When we get there you might say we reached this point just about time. Just about time to realize there is not only one way going back. Not only one way going forward.

 

As Manuel De Landa describes in A “Thousand Years Of Nonlinear History” running, flowing, pouring water works on our material world as a sorting machine, transporting mineral and other matter towards new destinations where they accumulate and in time create a new sedimentary solid. The relation between the density of the mineral matter and the properties of the water flow can be a way of spatially understanding time and change.

 

Like the fast pace of hard rain on hydrophobic soil eroded by extreme drought.

 

The still water in a partly artificial lake that have appeared in hollows created by human.

A disbanded quarry slowly being filled with water.

 

A tree buried in moist dirt.

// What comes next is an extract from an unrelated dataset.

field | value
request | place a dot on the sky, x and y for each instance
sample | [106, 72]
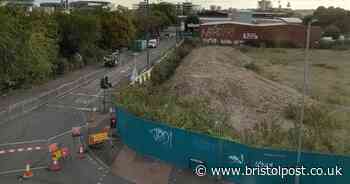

Water transporting mineral through the wood and letting every cell wall be replaced, until at last, the tree become a stone.

 

In time, everything is moved,

everything is renewed.

 

Like with the words of water by Astrida Neimanis “As watery, we experience ourselves less as isolated entities, and more as oceanic eddies: I am a singular, dynamic whorl dissolving in a complex, fluid circulation.”

 

Water can function as a tool of preservation at the same time it is a tool of reconstruction or destruction.

 

When I got here I said we reached this point just about time.

Just about time to realize that it matters to what extent or in what pace the reshaping is happening.

And maybe,

that it is the human temporality that distinct us from the rest of nature.

 

Did we understand the speed and scale of a human life, in relation to other species?

The lack of sensing time in space or giving time the space it requires.

Have our way of architecting life made us lose understanding of time.

 

Mark Wigley writes “In an important sense, buildings do not stand on the solid ground of the site in which they appear but instead on the holes of extractions from all the distant grounds that do not appear. Architecture is lifted up by holes dispersed across the planet… As buildings rise in one place, a deadly net of holes, gaps, cracks, collapses, deficiencies, floods and famines appear elsewhere”

 

We should all know how it feels to walk on a new world.

Holes made by the bat of an eye, takes someone elses lifetime to heal.

And maybe this is a good time to stop.

 

Stop who extracts and who heals.

 

Fossilized material, sedimentary rocks, are one of the most tactile memories of my own perishability, of what has been here before me and what will go on being when I am gone.

One day we will be those who lived a very long time ago.

When we get there they might say we reached this point just about time.